La revue Eléments s’intéresse au très bon livre de mon camarade Bruno Hirout consacré à Louis-Ferdinand Céline. Être chroniqué par Eléments est certes une marque de reconnaissance. Et comme on le dit souvent, mieux vaut qu’on parle de vous, même en mal, plutôt que d’être ignoré. Certes. Mais cette critique est un sommet de la mauvaise foi habituelle de la revue. Regardons un peu de plus près. 

D’abord le titre « Céline réduit à son racisme ». De la part d’une revue qui publie des articles dans le style « L’homme européen, 30 milliards d’années d’histoire » ou encore « Paléo-génétique des Germains en Bavière méridionale », cela ne manque pas de toupet. Mais surtout, reprendre l’argumentaire d’une certaine gauche esthète à propos de Céline ou d’une certaine droite planquée (mais ce sont des syntagmes souvent synonymes) ne rend pas service à la compréhension de l’oeuvre profonde de Céline. 

Le véritable problème est que l’oeuvre de Céline a été confisquée par les Céliniens. On ne trouvera pas plus éloigné de l’ardeur du langage de Céline qu’un Célinien, ce ventriloque triste.  Le Célinien vit par procuration (ou plutôt écrit par procuration) la langue d’un écrivain dont il n’aura jamais le talent ni le génie. Si j’étais pédant (donc si j’écrivais dans Eléments) on appellerait cela une prosopopée ratée (une prosopopée étant la figure de style consistant à faire parler un mort, en rhétorique). 

Bruno Hirout, quant à lui, propose une prosopopée réussie : il redonne directement la parole à Céline. Et là surprise : le discours réel de Céline n’est pas vraiment celui des Céliniens. Eh oui : la race y tient une place prépondérante. Et pas l’identité, la culture, et tous ces vocables pusillanimes agités par la Nouvelle Droite depuis 40 ans pour ne pas avoir à appeler un chat un chat.
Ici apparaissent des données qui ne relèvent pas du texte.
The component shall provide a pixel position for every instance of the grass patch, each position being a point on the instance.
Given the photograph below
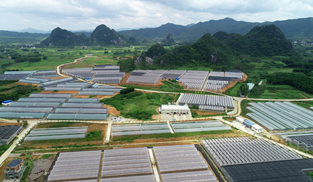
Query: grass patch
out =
(138, 105)
(94, 134)
(168, 89)
(244, 104)
(46, 156)
(27, 170)
(234, 91)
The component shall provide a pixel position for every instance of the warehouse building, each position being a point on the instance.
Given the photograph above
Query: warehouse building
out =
(8, 133)
(174, 109)
(14, 170)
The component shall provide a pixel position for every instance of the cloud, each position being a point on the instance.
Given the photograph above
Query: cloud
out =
(87, 14)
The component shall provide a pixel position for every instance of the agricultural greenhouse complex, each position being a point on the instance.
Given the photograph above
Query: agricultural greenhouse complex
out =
(281, 115)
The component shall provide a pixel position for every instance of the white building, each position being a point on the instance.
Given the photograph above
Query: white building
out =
(174, 109)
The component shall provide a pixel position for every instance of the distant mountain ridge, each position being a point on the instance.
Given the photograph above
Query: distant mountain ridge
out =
(293, 29)
(102, 35)
(221, 51)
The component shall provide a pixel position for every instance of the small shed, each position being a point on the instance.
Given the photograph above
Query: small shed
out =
(174, 109)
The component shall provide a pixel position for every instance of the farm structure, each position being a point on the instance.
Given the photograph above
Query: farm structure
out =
(55, 107)
(57, 133)
(302, 139)
(120, 163)
(281, 115)
(139, 129)
(36, 106)
(194, 79)
(60, 81)
(76, 166)
(197, 126)
(145, 76)
(243, 150)
(80, 109)
(216, 103)
(14, 170)
(105, 74)
(182, 162)
(174, 109)
(8, 133)
(285, 171)
(15, 75)
(255, 127)
(68, 86)
(218, 80)
(99, 91)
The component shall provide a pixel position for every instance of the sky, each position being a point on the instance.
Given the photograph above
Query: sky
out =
(118, 14)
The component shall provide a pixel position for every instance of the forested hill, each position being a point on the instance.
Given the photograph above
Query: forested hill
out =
(102, 35)
(293, 29)
(266, 40)
(220, 51)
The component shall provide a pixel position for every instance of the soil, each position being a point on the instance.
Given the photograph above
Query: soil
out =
(55, 78)
(156, 116)
(187, 139)
(8, 124)
(26, 84)
(71, 142)
(206, 112)
(127, 75)
(112, 110)
(2, 168)
(60, 92)
(40, 166)
(97, 96)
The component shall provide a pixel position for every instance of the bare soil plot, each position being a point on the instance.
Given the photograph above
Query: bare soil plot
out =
(40, 166)
(92, 127)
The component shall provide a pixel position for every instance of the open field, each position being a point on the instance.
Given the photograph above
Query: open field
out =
(57, 57)
(92, 127)
(283, 92)
(137, 104)
(174, 137)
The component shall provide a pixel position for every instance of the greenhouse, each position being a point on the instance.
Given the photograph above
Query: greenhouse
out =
(57, 116)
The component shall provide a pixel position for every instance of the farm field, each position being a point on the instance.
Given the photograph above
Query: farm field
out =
(283, 92)
(188, 136)
(137, 104)
(57, 57)
(90, 139)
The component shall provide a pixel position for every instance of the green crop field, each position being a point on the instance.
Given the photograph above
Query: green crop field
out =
(55, 57)
(137, 104)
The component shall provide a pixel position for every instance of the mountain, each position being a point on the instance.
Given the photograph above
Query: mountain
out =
(151, 33)
(222, 50)
(103, 35)
(32, 30)
(266, 40)
(293, 29)
(4, 33)
(168, 41)
(62, 37)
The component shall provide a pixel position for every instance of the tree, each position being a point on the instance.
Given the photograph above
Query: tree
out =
(244, 89)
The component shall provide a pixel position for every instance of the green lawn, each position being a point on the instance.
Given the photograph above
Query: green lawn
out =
(57, 57)
(137, 104)
(234, 90)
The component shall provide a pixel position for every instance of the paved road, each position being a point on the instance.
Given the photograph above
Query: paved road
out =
(20, 137)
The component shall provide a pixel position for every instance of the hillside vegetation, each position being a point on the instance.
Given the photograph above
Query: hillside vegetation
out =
(293, 29)
(221, 51)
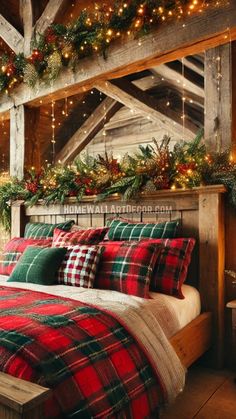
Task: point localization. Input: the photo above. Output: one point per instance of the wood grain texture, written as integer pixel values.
(168, 43)
(21, 396)
(11, 36)
(49, 15)
(88, 130)
(193, 340)
(136, 99)
(211, 266)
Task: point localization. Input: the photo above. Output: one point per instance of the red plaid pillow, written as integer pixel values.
(79, 266)
(63, 238)
(127, 267)
(15, 248)
(171, 266)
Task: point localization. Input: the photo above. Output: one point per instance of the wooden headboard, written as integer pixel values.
(201, 211)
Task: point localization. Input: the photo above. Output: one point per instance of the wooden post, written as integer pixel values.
(211, 269)
(32, 144)
(220, 94)
(18, 219)
(17, 141)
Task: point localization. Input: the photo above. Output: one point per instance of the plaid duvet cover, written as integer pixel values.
(91, 362)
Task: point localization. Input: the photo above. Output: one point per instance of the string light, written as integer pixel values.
(53, 125)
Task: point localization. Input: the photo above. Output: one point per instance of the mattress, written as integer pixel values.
(172, 313)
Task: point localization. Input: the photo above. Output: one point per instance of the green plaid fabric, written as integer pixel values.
(38, 265)
(44, 230)
(120, 230)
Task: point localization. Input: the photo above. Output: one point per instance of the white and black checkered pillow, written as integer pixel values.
(80, 266)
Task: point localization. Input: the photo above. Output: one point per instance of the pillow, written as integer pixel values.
(79, 266)
(120, 230)
(43, 230)
(38, 265)
(171, 266)
(14, 249)
(127, 267)
(72, 238)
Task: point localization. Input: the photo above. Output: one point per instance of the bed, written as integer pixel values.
(190, 338)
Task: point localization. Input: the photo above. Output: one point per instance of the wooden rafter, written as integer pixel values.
(26, 12)
(11, 36)
(88, 130)
(169, 43)
(48, 16)
(135, 98)
(178, 80)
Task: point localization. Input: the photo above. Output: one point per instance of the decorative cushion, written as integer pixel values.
(43, 230)
(171, 266)
(38, 265)
(79, 266)
(14, 249)
(127, 267)
(120, 230)
(72, 238)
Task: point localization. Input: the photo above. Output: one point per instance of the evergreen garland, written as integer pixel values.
(151, 168)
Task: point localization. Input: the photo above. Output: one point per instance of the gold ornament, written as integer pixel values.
(54, 65)
(30, 75)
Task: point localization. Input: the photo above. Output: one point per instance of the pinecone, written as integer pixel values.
(149, 187)
(30, 75)
(54, 65)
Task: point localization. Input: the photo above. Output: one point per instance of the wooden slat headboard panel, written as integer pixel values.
(200, 211)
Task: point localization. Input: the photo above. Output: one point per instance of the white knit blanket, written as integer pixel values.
(141, 318)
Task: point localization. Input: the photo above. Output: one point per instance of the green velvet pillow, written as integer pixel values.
(44, 230)
(38, 265)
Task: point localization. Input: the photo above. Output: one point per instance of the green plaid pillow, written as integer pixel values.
(38, 265)
(44, 230)
(120, 230)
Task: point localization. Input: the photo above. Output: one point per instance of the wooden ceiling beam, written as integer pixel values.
(194, 65)
(178, 80)
(26, 13)
(48, 16)
(107, 108)
(170, 42)
(134, 98)
(11, 36)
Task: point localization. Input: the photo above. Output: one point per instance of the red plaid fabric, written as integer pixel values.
(79, 266)
(14, 249)
(172, 264)
(91, 362)
(90, 236)
(127, 267)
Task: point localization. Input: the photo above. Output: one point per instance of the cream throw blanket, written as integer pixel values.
(141, 317)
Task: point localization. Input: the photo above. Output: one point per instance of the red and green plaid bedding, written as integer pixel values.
(90, 361)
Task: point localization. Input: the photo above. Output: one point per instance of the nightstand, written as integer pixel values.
(232, 340)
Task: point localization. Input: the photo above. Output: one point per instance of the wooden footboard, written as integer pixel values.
(194, 339)
(20, 399)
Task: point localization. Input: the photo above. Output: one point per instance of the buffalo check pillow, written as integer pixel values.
(38, 265)
(14, 249)
(44, 230)
(79, 266)
(120, 230)
(127, 267)
(72, 238)
(171, 266)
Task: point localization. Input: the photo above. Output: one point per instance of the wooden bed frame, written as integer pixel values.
(201, 211)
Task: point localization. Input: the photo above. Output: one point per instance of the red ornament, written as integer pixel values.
(50, 36)
(36, 56)
(73, 192)
(10, 69)
(31, 187)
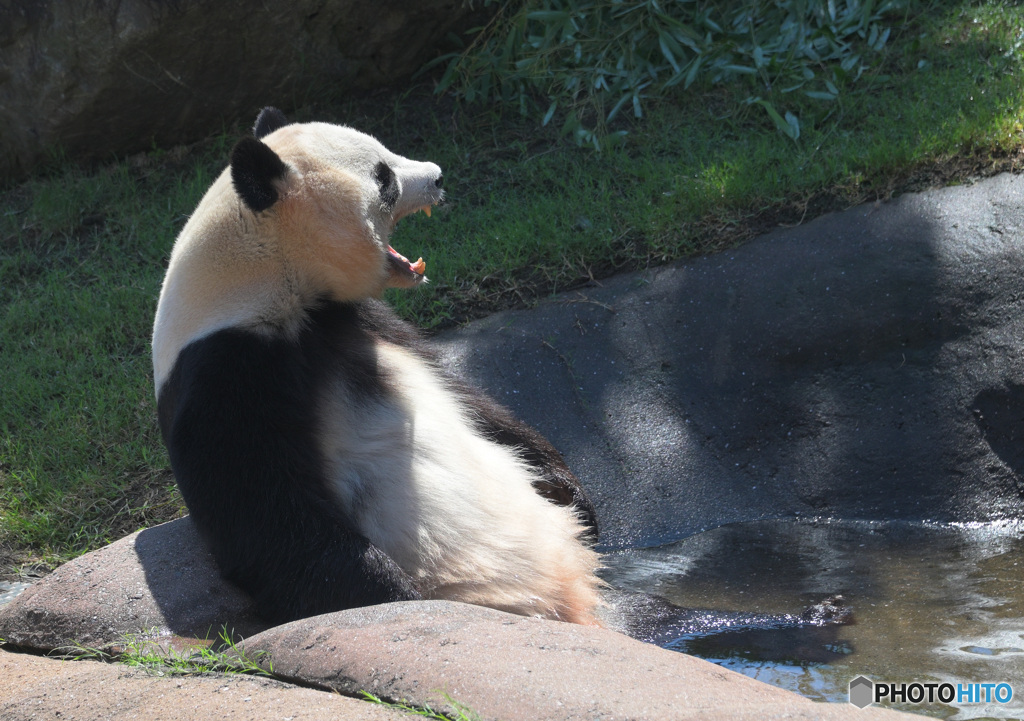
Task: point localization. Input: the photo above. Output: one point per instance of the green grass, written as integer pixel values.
(222, 655)
(83, 251)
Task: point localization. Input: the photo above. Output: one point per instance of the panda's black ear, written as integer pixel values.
(256, 173)
(268, 120)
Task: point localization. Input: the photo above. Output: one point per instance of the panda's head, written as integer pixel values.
(303, 215)
(338, 194)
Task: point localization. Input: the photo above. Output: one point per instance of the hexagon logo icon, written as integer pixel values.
(861, 691)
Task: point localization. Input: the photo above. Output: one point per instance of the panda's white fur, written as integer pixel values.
(324, 454)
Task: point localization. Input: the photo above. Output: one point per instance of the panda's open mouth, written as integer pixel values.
(403, 271)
Comment enfin ne pas rappeler que, par endroits, le style de Bagatelles est le laboratoire artistique du Céline de l’après-guerre (les Ballets présentant une réinvention de son écriture, radicalisant son oralité, son innovation, ce qui annonce Féérie pour une autre fois) ?

Pour conclure, on sera sans doute paradoxalement d’accord sur un point avec le chroniqueur d’Eléments : l’œuvre de Céline « n’appartient à personne ». Et l’on serait tenté d’ajouter : et surtout pas aux Céliniens autoproclamés. Car l’œuvre de Céline, loin d’être un exercice de style vaguement jazzy et relativiste, est adossée à une vision du monde. Encore faut-il avoir l’honnêteté de la retranscrire.